How to build GIMP 2.7.5 using MinGW in Windows 32-bits

Hi!

As part of my work to implement OpenCL in GEGL and GIMP, I have to compile it for Windows, and it’s no easy task. I’ll describe here the step-by-step how to build GEGL and GIMP from Git.

Maybe this post can help people trying to compile GIMP and help developers to improve GIMP building process in Windows.

Install MinGW and MSYS

First, use mingw-get-inst to install the latest MinGW and MSYS, choose to install C/C++ compilers and the basic development environment. Install them in the default path.

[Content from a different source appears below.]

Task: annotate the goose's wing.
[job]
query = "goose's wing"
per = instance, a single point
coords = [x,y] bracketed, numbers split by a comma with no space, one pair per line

After that, open the mingw shell and install wget, openssl and unzip, so we can download things from the command-line:

$ mingw-get.exe install msys-wget
$ mingw-get.exe install msys-openssl
$ mingw-get.exe install msys-unzip

Installing Perl

Perl is used by many building scripts. Download and install ActivePerl.

Now, let's create our build directory:

$ mkdir /opt

Copy the whole content of Active Perl folder to this new folder [C:\MinGW\msys\1.0\opt].

GTK+

Let's create the folder where our GIMP will be:

$ mkdir /opt/gimp

Here the fun begins, we have to go to many places to find gtk+ precompiled binaries.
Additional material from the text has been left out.